WASHINGTON (OSV News) – Catholic immigration advocates are hailing the extension of Temporary Protected Status, or TPS, to war-torn Yemen, where more than 23 million face what the United Nations has called “the world’s worst humanitarian crisis.” The decision, announced Jan. 3 and set to begin March 4, will safeguard protections for TPS program participants through Sept. 3, 2024. With Yemen deemed by the United Nations as the world’s worst humanitarian crisis, the extension “will provide real relief for many,” said Anna Gallagher, executive director of the Catholic Legal Immigration Network, Inc., or CLINIC. “This decision duly recognizes the needs of Yemenis in the U.S. who cannot return home.”

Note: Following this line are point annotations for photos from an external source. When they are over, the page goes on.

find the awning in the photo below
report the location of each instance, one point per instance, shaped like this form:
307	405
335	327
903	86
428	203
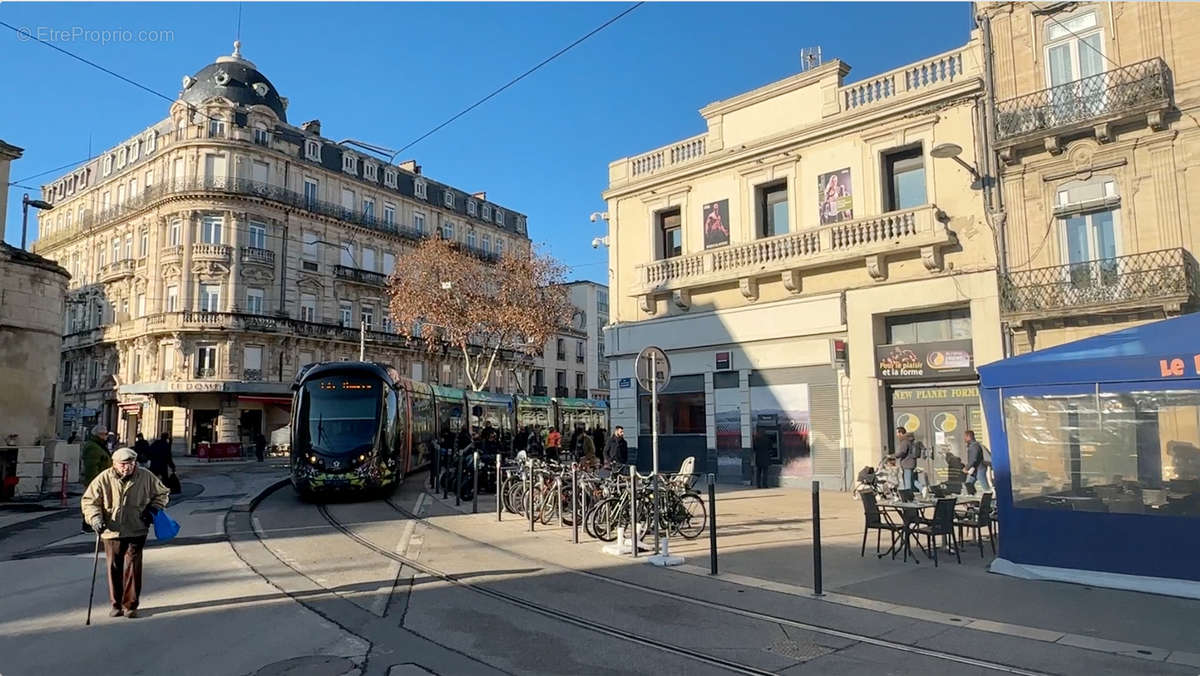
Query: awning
264	399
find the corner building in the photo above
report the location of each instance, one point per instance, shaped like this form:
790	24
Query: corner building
220	249
810	221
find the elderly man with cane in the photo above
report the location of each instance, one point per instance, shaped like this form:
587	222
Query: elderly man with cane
120	504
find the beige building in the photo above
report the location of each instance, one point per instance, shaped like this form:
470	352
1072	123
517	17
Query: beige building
1095	126
220	249
809	216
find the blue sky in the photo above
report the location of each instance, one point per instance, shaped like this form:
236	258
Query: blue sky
387	73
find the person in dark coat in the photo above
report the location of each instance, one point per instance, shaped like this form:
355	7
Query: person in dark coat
616	449
161	461
142	447
762	447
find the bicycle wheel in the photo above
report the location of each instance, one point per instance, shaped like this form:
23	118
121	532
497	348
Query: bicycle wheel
693	516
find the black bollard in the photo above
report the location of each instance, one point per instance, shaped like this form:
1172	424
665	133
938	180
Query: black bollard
474	474
457	482
816	538
576	496
633	510
712	524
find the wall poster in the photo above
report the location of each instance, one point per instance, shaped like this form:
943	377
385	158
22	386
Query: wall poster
781	413
835	196
717	223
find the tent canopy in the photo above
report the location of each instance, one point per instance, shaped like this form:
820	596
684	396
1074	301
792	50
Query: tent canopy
1128	354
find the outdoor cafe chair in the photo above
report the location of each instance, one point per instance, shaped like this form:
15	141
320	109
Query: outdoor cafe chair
942	524
978	518
877	520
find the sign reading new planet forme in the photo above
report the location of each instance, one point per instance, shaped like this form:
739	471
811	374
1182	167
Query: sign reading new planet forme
924	360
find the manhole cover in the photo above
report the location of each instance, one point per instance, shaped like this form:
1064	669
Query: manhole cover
312	665
797	650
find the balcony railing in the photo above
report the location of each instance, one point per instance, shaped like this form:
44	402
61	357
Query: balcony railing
117	270
360	276
255	255
219	252
834	244
1131	90
1168	277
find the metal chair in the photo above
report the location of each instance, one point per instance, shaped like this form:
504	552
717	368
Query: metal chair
978	518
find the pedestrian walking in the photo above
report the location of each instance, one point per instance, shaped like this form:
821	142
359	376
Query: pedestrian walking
616	449
142	447
95	460
762	447
977	464
161	462
120	503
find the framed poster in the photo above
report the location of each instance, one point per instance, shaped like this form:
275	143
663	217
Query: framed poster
717	223
835	197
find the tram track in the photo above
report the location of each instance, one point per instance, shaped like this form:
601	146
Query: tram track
712	605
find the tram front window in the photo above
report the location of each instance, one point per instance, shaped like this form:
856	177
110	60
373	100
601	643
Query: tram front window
341	413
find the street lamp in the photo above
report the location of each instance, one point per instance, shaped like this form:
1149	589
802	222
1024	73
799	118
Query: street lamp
25	203
952	151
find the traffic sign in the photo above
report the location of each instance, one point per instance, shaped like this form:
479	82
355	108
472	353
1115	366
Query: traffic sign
661	365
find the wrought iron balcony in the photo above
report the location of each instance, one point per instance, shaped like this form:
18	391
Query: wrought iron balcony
1168	279
1089	105
360	276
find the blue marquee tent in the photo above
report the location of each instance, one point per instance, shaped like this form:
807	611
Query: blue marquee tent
1097	460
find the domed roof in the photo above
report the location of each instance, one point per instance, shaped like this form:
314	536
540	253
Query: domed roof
237	79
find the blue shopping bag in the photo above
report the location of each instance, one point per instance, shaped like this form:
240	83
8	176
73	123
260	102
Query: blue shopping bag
165	527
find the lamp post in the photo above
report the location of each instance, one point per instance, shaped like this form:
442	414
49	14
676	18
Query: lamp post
25	203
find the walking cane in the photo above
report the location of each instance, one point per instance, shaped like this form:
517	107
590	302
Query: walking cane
95	563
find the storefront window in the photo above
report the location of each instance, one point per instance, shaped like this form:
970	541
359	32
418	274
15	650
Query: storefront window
1131	453
678	413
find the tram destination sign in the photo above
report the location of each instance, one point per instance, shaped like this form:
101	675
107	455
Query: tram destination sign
924	360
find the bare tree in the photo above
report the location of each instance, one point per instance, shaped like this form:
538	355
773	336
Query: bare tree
450	298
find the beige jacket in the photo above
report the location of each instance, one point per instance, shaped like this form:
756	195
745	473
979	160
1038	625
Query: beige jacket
119	502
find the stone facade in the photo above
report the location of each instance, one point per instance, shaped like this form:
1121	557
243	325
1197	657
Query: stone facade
219	250
811	213
1098	151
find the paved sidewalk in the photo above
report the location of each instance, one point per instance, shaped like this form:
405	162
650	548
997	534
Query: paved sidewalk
766	540
204	611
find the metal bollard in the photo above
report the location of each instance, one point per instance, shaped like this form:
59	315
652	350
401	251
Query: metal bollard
712	524
559	503
576	496
474	474
633	510
529	494
654	503
816	538
457	482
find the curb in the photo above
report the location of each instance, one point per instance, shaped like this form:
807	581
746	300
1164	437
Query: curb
249	506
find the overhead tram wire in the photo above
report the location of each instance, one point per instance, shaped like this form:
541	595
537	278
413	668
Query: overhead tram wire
516	79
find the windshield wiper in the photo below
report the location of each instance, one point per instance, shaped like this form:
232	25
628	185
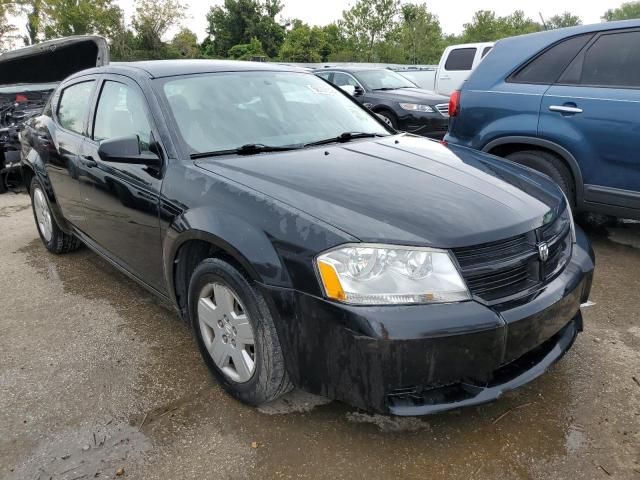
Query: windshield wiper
344	137
248	149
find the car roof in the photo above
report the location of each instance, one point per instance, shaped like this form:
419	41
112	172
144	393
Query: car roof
349	69
511	53
169	68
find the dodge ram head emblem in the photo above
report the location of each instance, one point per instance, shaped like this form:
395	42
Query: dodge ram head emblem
543	251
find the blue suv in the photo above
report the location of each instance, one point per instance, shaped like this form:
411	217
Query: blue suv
566	103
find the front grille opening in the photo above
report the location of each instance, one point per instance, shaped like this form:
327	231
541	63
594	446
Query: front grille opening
506	269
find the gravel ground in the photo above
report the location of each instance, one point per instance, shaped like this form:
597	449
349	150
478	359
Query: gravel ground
96	376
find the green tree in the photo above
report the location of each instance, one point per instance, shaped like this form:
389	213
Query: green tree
421	34
237	22
62	18
185	44
486	26
245	51
152	20
626	11
368	23
7	29
565	19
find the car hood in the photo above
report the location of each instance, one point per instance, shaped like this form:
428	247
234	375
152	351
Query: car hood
402	190
52	61
412	95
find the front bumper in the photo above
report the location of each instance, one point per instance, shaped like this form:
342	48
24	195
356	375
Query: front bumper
432	125
421	359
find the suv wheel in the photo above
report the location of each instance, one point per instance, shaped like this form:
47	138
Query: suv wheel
236	334
550	165
50	233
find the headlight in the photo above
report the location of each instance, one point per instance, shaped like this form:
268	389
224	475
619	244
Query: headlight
387	274
415	107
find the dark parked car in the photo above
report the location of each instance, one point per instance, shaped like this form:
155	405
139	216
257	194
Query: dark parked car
564	102
397	100
304	242
28	76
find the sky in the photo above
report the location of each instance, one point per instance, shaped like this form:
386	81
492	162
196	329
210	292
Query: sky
452	14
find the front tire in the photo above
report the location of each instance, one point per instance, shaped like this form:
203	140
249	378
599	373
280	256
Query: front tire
52	236
236	334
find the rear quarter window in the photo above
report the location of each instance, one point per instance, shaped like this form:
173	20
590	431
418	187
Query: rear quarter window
460	59
613	60
549	65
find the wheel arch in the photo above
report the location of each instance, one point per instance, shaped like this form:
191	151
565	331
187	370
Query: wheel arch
505	145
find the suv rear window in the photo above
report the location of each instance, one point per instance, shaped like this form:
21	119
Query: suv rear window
460	59
549	65
612	61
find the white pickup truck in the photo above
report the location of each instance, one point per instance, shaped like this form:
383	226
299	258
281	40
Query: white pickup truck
456	64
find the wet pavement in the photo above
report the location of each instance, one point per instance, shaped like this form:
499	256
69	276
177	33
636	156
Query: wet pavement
96	375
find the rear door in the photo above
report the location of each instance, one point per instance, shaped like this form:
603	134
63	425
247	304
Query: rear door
70	107
454	69
594	111
121	200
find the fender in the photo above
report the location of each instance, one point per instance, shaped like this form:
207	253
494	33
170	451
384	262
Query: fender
250	247
565	154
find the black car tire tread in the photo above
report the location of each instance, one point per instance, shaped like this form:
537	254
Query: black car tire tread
550	165
270	379
60	242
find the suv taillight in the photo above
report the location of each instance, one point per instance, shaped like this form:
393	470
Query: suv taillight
454	103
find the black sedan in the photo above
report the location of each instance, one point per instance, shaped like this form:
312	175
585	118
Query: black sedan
398	101
304	242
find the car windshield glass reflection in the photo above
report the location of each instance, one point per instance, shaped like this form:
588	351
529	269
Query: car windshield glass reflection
225	111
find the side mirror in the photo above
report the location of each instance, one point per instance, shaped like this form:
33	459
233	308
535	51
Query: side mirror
127	150
350	89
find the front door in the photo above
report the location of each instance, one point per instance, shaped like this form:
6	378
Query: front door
595	108
70	109
120	199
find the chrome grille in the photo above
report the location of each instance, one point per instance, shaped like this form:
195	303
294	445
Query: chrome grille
500	271
443	108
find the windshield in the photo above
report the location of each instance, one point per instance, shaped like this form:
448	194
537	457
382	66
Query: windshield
383	80
229	110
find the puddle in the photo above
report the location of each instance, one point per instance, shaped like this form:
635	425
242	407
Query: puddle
89	453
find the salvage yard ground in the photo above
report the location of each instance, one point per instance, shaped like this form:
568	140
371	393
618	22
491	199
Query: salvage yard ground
97	376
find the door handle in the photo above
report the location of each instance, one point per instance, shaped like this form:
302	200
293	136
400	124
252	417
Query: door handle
565	109
88	161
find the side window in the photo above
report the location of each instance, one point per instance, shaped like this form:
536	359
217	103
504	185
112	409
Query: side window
121	112
342	79
547	67
460	59
74	106
612	61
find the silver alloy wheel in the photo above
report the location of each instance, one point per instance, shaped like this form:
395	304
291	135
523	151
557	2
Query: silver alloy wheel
227	332
43	215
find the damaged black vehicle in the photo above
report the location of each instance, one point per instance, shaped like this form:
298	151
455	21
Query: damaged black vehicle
28	76
305	242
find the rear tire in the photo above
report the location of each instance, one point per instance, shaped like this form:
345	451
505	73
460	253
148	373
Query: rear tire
550	165
54	239
253	371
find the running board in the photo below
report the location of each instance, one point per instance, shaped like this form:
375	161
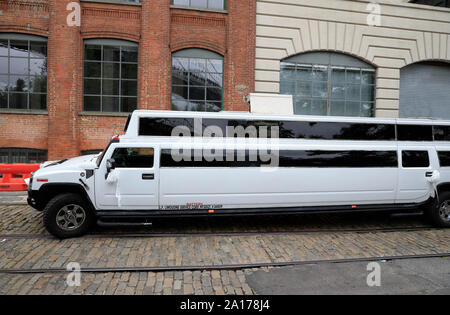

TIONKUY, Burkino Faso (OSV News) – Father Jacques Yaro Zerbo, 67, Malian-born Catholic priest, was laid to rest Jan. 5 at the Cemetery of Pastoral Agents in Tionkuy, 150 miles west of Ouagadougou, the capital of Burkina Faso. The priest was killed Jan. 2 by unidentified armed men in what his bishop, Bishop Prosper Bonaventure Ky, who heads the Diocese of Dédougou, called “cold-blood murder.” Father Zerbo was on his way to Tona to accomplish a mission for his bishop when he was intercepted by unidentified armed men in the village of Soro in Gassan township found in the northwestern region of Boucle du Mouhon – one of Burkina Faso’s 13 administrative regions and a flashpoint of jihadist extremism. After killing the priest, the killers escaped with his car, leaving his lifeless body by the roadside. Bishop Ky expressed “profound sorrow” at the killing of the priest and hoped he would find peace in the Lord. The killing added to a long list of persecution of Christians and other civilians and underscored the continued spread of terrorism in Burkina Faso and across the Sahel region.